Шаберири тянет ее к себе, Берири — к себе. Каждый как дернет — клок волос в лапе. Видит Цирл: попалась, зря не верила маме и папе. Как закричит:
— Рятуйте!
— Это что еще за шалэхмонэс-подарочек? — спрашивает Сын Огня сурово.
— Да так, бабенка одна. Корова.
— Голяком, как Вашти*******.
— Ну так уважьте!
Выскакивает оборотень:
— Ой, кто ж эта девушка, красоты такой необлядной?
Церемониймейстерша, вся распатланная, с луженой глоткой:
— Надо б ее на кошерность проверить, как у нее там с бадкой?
— Эй, могильщик, возьми у нее на пробу легкое или печень.
— Караул! — кричит Цирл.
— Нечего, нечего… С воплями, барышня, малость ты припоздала. Теперь тебе, как говаривал некий из Пизы гонец, конец: пойдешь на жаркое и на холодец.

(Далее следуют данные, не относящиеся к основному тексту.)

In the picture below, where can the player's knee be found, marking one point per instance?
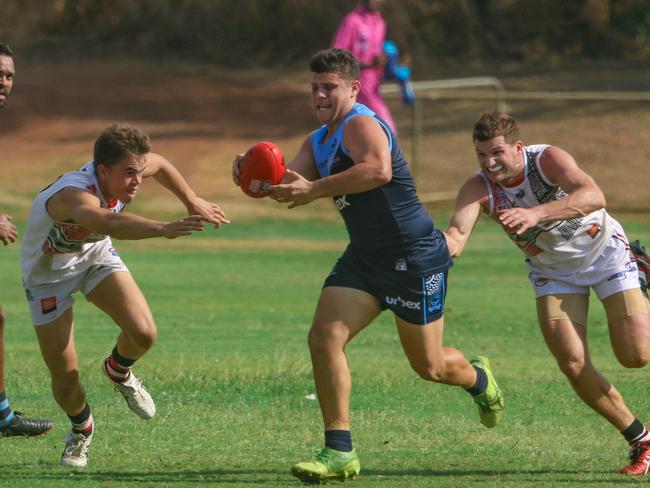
(633, 359)
(65, 380)
(323, 340)
(145, 338)
(573, 368)
(430, 372)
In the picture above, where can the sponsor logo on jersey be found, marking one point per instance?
(341, 202)
(617, 276)
(400, 265)
(48, 305)
(403, 303)
(434, 303)
(593, 231)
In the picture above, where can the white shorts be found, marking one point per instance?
(47, 302)
(613, 271)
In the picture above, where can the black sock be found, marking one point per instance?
(341, 440)
(634, 432)
(481, 382)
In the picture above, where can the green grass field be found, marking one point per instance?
(231, 374)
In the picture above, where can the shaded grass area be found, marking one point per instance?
(231, 376)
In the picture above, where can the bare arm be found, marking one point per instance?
(368, 147)
(584, 195)
(8, 231)
(471, 196)
(78, 206)
(168, 176)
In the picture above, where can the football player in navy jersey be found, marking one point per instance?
(396, 259)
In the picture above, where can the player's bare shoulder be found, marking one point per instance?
(62, 205)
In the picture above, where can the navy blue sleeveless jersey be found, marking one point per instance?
(388, 224)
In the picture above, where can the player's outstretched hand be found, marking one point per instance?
(517, 219)
(295, 190)
(236, 166)
(8, 231)
(211, 212)
(183, 227)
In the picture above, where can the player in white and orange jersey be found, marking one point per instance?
(67, 248)
(555, 213)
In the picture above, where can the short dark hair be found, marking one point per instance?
(116, 142)
(5, 49)
(494, 124)
(334, 60)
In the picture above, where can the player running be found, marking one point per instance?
(67, 248)
(554, 212)
(396, 260)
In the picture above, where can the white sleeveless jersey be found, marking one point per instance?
(55, 251)
(566, 245)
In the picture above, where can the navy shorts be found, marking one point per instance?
(414, 298)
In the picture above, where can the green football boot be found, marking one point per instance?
(329, 464)
(490, 402)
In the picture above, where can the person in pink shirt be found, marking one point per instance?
(362, 32)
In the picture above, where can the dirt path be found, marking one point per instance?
(200, 119)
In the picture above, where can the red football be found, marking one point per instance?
(261, 167)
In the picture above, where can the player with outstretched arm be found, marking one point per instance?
(67, 248)
(555, 213)
(396, 259)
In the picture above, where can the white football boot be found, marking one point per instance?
(136, 395)
(75, 453)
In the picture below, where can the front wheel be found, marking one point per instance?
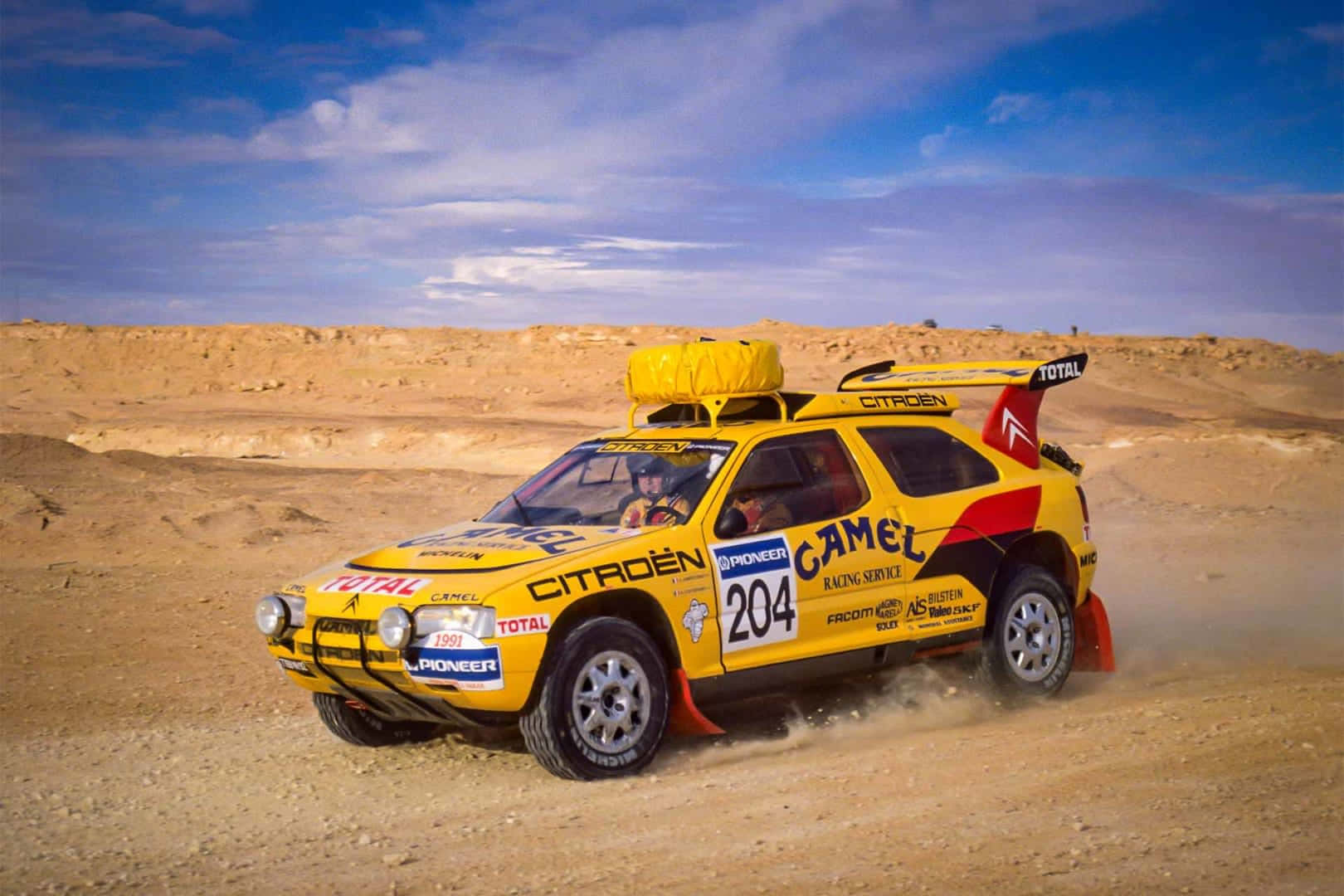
(604, 704)
(363, 728)
(1029, 645)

— Мамочка! — плачет Цирл и таким ором заходится, что эхо по всей пустыне расходится. Лилит******** просыпается, сбрасывает с грудей бороду Ашмодая, высовывает голову из пещеры, глазея. Каждый волос — змея.
— Чего она, сука, глотку дерет?
— Да ей тут, видите пупок чуть оцарапали.
— И соли туда не забудьте… Ишь ты, пупок!
— И спустить ей немного жирок…
Тысячи лет этим играм, но они нашей братии не надоедают. Здесь все — свои роли знают. Каждый бес — имеет свой интерес. Каждый шут — со своим делом тут. Кто ущипнет, кто за ляжку рванет, кто перси царапнет, кто за передник, а кто за пердельник цапнет. С мужским- то полом вытерпеть грешнику еще можно; самцы — хоть и черти, и терзают, да не до смерти. А вот ведьмы когда подступают — те пощады не знают: голыми руками таскай им кипящие горшки с потрохами; не разгибая пальцев, заплетай косичку между рожками у мальцев; без воды стирай мерзкие простыни и наволоки с подушек; в горячем песке налови им лягушек; сиди взаперти, а гуляй в то же время снаружи; лезь в микву, а выйди оттуда сухой — как гусь из лужи; из камня им маслица взбей; бочку разбей, а вино не разлей! А надо всем этим — праведницы в раю сидят, задницу в высях греют свою, сверху вниз поглядывают и грешниц похаивают — каждая свою. А праведники — те в креслах плетеных расселись, как на балконе, обсуждают; чье именно семя у какой грешницы застряло в лоне?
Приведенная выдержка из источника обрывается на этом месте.